Madeiros' performance and that of fellow dancer Dean Gregory stand out as excellent. The most engaging, though, is that of Leslie Rickert, whose sense of humor and absurdity gets this production over the rocky spots. In a rendition of Paul McCartney's "Yesterday" sung to the tune of the Annie hit "Tomorrow," she sings, "Yesterday, yesterday, you're only a day away." In striking contrast, one player's style is either a poor parody of Laurie Anderson or a case of performance-art plagiarism.
Out Out is worth the price of admission if only to hear the superb Larry Bangor and his band Wild Kingdom, formerly Human Sexual Response. If only the program could have cited all the music incorporated into the work--the opening bars of The Clash's "The Call-up" were clearly audible at one point, but nowhere acknowledged. It's impossible to guess how many other elements are mixed into the chaos: after all, there's an awful lot going on.
In the end, it's just that which makes Out Out so disappointing. Of course the 80s are a chaotic stew of energy and images. But a ing the spirit of the 80s than Hair did to capturing the spirit of the "60s: This work tries to deal with all the many issues that confront this generation--too many for one play.
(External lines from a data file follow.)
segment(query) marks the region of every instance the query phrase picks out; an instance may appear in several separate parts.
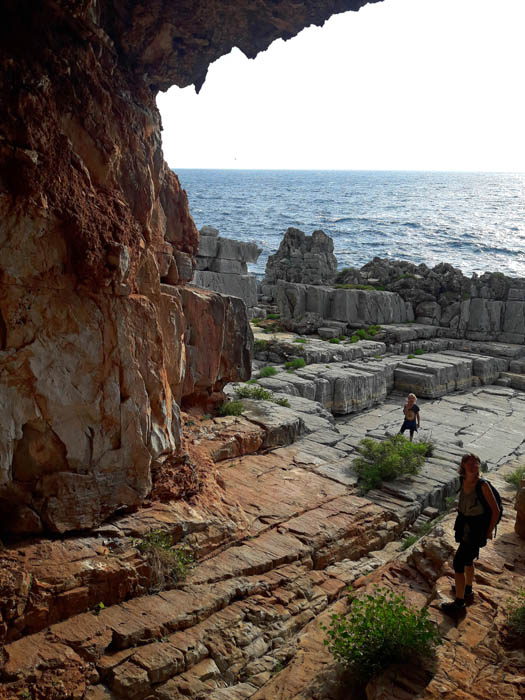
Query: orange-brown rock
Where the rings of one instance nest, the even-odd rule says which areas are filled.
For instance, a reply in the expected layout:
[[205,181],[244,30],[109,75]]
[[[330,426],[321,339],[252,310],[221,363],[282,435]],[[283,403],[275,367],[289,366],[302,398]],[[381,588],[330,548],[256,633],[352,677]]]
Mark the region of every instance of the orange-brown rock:
[[516,494],[516,524],[514,530],[525,540],[525,480],[522,480]]

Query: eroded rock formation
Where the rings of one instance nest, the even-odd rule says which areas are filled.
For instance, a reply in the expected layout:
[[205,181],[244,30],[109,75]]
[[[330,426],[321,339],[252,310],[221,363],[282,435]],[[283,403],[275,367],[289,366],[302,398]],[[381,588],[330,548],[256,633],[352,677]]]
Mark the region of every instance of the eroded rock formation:
[[4,3],[4,526],[88,528],[140,503],[178,449],[181,400],[249,372],[245,315],[179,291],[198,233],[163,161],[156,91],[199,87],[233,46],[255,56],[364,4]]

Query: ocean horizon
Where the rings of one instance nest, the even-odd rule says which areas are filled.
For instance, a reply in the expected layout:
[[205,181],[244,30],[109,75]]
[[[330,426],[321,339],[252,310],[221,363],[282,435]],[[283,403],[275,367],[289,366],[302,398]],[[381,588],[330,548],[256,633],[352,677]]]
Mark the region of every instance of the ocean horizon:
[[262,277],[287,228],[322,230],[339,268],[373,257],[525,277],[525,173],[176,169],[197,228],[257,243]]

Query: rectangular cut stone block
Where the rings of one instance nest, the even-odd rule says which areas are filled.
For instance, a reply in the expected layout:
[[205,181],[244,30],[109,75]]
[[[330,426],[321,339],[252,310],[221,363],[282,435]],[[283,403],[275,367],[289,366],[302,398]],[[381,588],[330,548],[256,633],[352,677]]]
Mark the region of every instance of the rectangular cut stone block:
[[243,275],[248,271],[246,263],[240,260],[228,260],[228,258],[214,258],[209,264],[209,269],[212,272],[224,272],[227,275]]
[[241,262],[257,262],[259,255],[262,253],[255,243],[245,243],[244,241],[234,241],[231,238],[222,238],[219,236],[218,258],[226,258],[228,260],[239,260]]
[[502,379],[508,379],[508,386],[518,391],[525,391],[525,374],[514,374],[513,372],[502,372]]
[[257,304],[257,282],[253,275],[227,275],[219,272],[196,271],[192,284],[196,287],[212,289],[220,294],[239,297],[246,306]]
[[198,255],[206,256],[208,258],[215,258],[217,256],[218,249],[219,244],[217,242],[217,236],[203,236],[201,233],[199,238]]
[[472,360],[450,355],[425,355],[403,361],[394,371],[398,391],[436,398],[472,386]]

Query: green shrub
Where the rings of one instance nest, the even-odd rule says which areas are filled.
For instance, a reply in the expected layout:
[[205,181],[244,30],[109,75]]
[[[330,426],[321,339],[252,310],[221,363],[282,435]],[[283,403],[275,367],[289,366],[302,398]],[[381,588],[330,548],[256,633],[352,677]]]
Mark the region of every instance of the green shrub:
[[525,646],[525,588],[520,588],[507,604],[507,626],[513,635],[521,637]]
[[244,412],[244,406],[240,401],[225,401],[217,407],[218,416],[240,416]]
[[366,682],[394,663],[429,658],[439,634],[427,608],[407,605],[403,595],[375,587],[373,595],[350,600],[346,615],[332,615],[325,646],[351,676]]
[[517,467],[513,472],[507,474],[505,477],[505,481],[508,484],[512,484],[516,488],[518,488],[522,479],[525,479],[525,464]]
[[393,435],[377,441],[363,438],[357,450],[360,457],[354,468],[363,493],[406,474],[417,474],[428,454],[426,442],[410,442],[404,435]]
[[399,277],[396,277],[394,282],[398,282],[399,280],[415,280],[416,276],[413,275],[410,272],[404,272],[402,275],[399,275]]
[[406,540],[403,540],[403,544],[401,545],[401,551],[404,552],[405,549],[408,549],[411,547],[414,542],[417,542],[419,537],[417,535],[409,535]]
[[268,367],[262,367],[259,370],[259,377],[264,378],[264,377],[273,377],[275,374],[277,374],[277,370],[275,367],[272,367],[271,365],[268,365]]
[[153,589],[160,590],[183,581],[193,564],[191,552],[184,547],[174,547],[172,536],[165,530],[152,530],[133,540],[133,544],[150,565]]
[[272,392],[264,389],[258,384],[247,386],[243,384],[235,389],[235,396],[238,399],[255,399],[256,401],[268,401],[272,398]]
[[285,398],[276,399],[274,403],[278,404],[279,406],[284,406],[285,408],[290,408],[290,402]]
[[296,357],[293,360],[289,360],[284,364],[285,369],[300,369],[301,367],[306,367],[306,361],[303,357]]

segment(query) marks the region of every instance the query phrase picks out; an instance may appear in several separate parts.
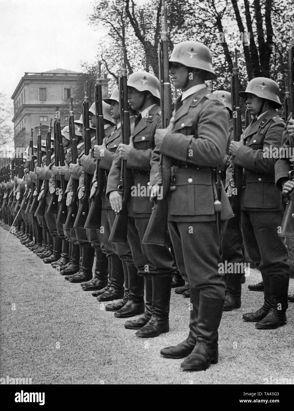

There are too many hands, too many cooks hovering over this soup. The nightmare of potential nuclear bolocaust is more than any one person or any one theater collective can tackle, and it is dishonest to pretend otherwise. TheaterWork's Out Out is much more brilliant and provocative when it focuses on the big picture's tiny details--when it brings to the surface those horrifying moments which are the truth of life in wartime.